I would like a recipe for making the meatballs and the sauce. I'm not afraid of mushrooms.
Here I have been lurking in the background this week, but I can't resist. My Swedish grandma used to make these in her roaster oven. Note: No mushrooms, no cream of mushroom soup.
She'd take equal parts of ground beef, ground pork, ground veal. If she had leftover mashed potatoes, she'd use those (how much, well, I'm guessing about 1/3 of the amount of meat--it was a "by feel, by golly" thing). If she didn't have leftover mashed potatoes, she take some (about 3-4) slices of homemade white bread and soak those in cream/whole milk. Let that soak for at least 10 minutes. Squeeze 1/2 of the milk out and set aside. Saute 1/2 onion, chopped, in butter. Combine the meats, bread (kinda torn up in pieces), the milk/cream. a beaten egg (or 2--depending on how much meat you had, how dry it was, and how big the eggs were) and seasoning. She'd use dry dill weed, celery salt, dried parsley, a bit of powdered ginger, nutmeg, salt and pepper. She'd mix everything together, adding some dry bread crumbs if it was too wet. She'd form the meat into balls, roll them in seasoned flour, and brown them.

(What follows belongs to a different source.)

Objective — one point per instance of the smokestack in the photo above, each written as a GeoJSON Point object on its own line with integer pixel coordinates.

She'd then put them into the roaster oven with some beef stock, and let that cook for about 30 or so minutes at about 300 in her roaster oven. She'd remove the meatballs and thicken the sauce with the set aside cream/milk and some flour to make the gravy, adjust the seasonings, and add some lingonberry/pincherry jelly or cranberry sauce (about 2T) and some grated gjetost cheese.
There are at least a hundred different ways to make Swedish meatballs. This is as close as I can get to my grandma's recipe to share it--I do it by taste and by golly and they end up just like Grandma made.
Even if you don't like nutmeg, don't leave it out.
This is a "duck knows how to swim in water" recipe. I can't really describe it, it is almost instinctive because it was one of the first things grandma taught me to make when I was 8/9 years old (and I'm a lot older than that now).
The best recipe I've ever found for them is in Cooks Illustrated, Jan 2009. It's been reprinted in some of their consolidated books, and I think it's on their website. They also use a panade, but their technique is something I had never seen before.
I'm pretty sure I've saved the recipe in Living Cookbook, so I can pull it out later if you're interested.
Thanks, Silversage! I looked and I have a Cook's Illustrated cookbook from 2011 with a Swedish Meatball recipe. I'll try that one, too!
Are mushrooms ever used in the gravy for Swedish Meatballs?
They might be tonight
I was just wondering if it changed the recipe to something else and I couldn't call them "Swedish Meatballs", the food police might get me.
Sauce ingredients:
3 dl of gravy
1 stock cube
2 tbsp of wheat flour
1 dl of milk or water
1/2-1 tsp of Chinese style soy sauce
2-3 tbsp of cream
Intructions:
Put hot water in the frying pan after finishing frying the meatballs, to make the gravy. Put the gravy in a pot, and add the stock cube and let it dissolve. Mix the flour and the milk or water. Add that mix to the pot while stirring. Boil for about five minutes. Put in the soy and cream to your taste and season if needed.
If there is something unclear don't hesitate to ask me. English is not my native language, and I had to look up some cooking terms. Please tell me if I am making language mistakes. HTH!
Ezil, first, Welcome to DC! You English is fine.
you say 3dl gravy, above...does this mean the liquid left in the pan from frying the meatballs?
Thank You
Exactly! You put some hot water in the pan to "make" some gravy. But the sauce can also be made without gravy. A stock cube is usually enough to get taste. If you want to make it without the gravy you can just put water instead. I often make it like that.
We call that "deglazing the pan." You add the water and use a spatula to scrape up the delicious browned bits (fond) from the bottom of the pan and incorporate them into the sauce
Ezil, your English is great.
I will point out that we usually call a sauce a gravy if it is thickened, usually with something starchy like flour or corn starch. There is a notable exception. Red gravy is the term used by some people to refer to what the rest of us call tomato sauce.